第80話 パジャマパーティー
深夜。
――ミュリー。星も眠る夜に報告書類か?
ダフネはボス部屋で書類を書いているミュリーへ話しかける。
――ええ。夜が明けたら出発でしょ?今のうちにやっておかないと
――ミーティングルームは常に明るいから旅に響くぞ?
――そうね。でも、なぜか2階は暗くなるわね?
「明るかったら眠れないよ」
――ちょっと、話しておきたいことがあるんだ。いいか?
――そのために来たんでしょ?
ミュリーが書類をマジックバックへしまい。ダフネの方に向き直る。
「ガールズトークね!今、準備するよ!加速そーち!にやり」
たまはせっせと準備する。お菓子とジュース、パジャマを着てミュリーが書類を置いていたテーブルに布団を敷いて腹ばいになる。
――っ?!
テーブルの上にミカン箱サイズの宝箱が現れる。
――たまに空気読めないよな
ダフネが宝箱を開く。
「じゃじゃーん!コンソメポテチと微炭酸レモンスカッシュだよ!・・・眠れなくならないようにカフェインないのにしたの!って空気読めなくないよ!!」
――回復アイテムね。初めて見るタイプかしら
――あたいは一回、これに似たの出したことあるぞ。食うと止まらなくなる奴だ。おーい、レッリー、サイリリ、お前らの分も回復アイテムがでた取りに来い
――はっ!
――空気読めないで思い出したわ。
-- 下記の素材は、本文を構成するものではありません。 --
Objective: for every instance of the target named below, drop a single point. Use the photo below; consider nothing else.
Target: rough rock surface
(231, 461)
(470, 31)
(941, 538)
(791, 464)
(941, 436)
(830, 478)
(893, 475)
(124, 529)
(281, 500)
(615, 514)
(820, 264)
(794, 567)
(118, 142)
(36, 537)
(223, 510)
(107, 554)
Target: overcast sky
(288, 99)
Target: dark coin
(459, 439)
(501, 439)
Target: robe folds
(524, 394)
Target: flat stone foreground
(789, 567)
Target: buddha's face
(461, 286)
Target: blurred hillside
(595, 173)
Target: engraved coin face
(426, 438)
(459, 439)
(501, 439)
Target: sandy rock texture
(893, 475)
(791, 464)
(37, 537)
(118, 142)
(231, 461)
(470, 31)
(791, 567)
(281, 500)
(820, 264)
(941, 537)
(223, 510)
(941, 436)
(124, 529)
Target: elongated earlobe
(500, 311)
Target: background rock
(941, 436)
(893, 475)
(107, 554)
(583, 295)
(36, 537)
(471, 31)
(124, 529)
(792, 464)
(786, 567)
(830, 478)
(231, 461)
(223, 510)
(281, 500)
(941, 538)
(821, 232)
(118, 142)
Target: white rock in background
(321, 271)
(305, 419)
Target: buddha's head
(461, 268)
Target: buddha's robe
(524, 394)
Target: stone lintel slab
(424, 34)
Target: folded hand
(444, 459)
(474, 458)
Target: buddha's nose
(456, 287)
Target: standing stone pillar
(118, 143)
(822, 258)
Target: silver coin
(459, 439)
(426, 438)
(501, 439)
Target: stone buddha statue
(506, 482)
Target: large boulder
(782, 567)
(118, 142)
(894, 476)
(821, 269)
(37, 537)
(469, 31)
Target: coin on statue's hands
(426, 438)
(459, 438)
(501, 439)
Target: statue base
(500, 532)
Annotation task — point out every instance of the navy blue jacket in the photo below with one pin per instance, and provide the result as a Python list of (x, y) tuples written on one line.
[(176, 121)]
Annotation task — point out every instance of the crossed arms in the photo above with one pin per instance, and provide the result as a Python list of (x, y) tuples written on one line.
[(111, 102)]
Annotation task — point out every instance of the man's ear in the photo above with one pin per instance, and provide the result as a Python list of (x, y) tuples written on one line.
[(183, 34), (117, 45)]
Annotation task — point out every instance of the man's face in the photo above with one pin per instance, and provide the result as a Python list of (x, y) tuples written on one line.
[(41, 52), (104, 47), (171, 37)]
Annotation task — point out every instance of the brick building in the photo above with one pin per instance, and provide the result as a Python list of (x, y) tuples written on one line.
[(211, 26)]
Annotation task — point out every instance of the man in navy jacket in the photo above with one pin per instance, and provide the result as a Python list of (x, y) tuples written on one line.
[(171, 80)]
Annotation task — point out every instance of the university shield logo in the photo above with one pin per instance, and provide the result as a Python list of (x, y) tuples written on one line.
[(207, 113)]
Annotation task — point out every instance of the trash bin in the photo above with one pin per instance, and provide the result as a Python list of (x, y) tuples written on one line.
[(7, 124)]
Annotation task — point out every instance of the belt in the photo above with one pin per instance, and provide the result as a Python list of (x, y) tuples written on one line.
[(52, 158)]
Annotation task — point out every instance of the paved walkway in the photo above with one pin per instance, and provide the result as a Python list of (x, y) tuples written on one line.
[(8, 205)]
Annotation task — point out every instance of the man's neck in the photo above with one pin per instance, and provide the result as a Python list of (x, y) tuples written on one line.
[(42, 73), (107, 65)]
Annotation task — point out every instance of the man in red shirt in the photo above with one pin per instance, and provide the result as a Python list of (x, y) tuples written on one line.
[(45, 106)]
ダフネ。これを向こうの壁におもい切り投げてみて
――ん?いいけどよ。この魔石消滅するぞ?
――いいから
ふんっ!とボス部屋から廊下の壁に魔石が投げられると壁はすべての威力を吸収して反射し、ダフネへと魔石が戻ってくる。
パシッ
――なんだいこりゃ?!
「カベンポリンだよ!それより、ガールズトークしようよ!」
――なんだかわからないけど、一か所だけ変化しているって教えてくれたの
――おっさんか
ダフネは魔石を返しイスに座る。
――それで話って?
ミュリーはレモンスカッシュに口をつけ、ちょっとびっくりしながらもすました顔でたずねる。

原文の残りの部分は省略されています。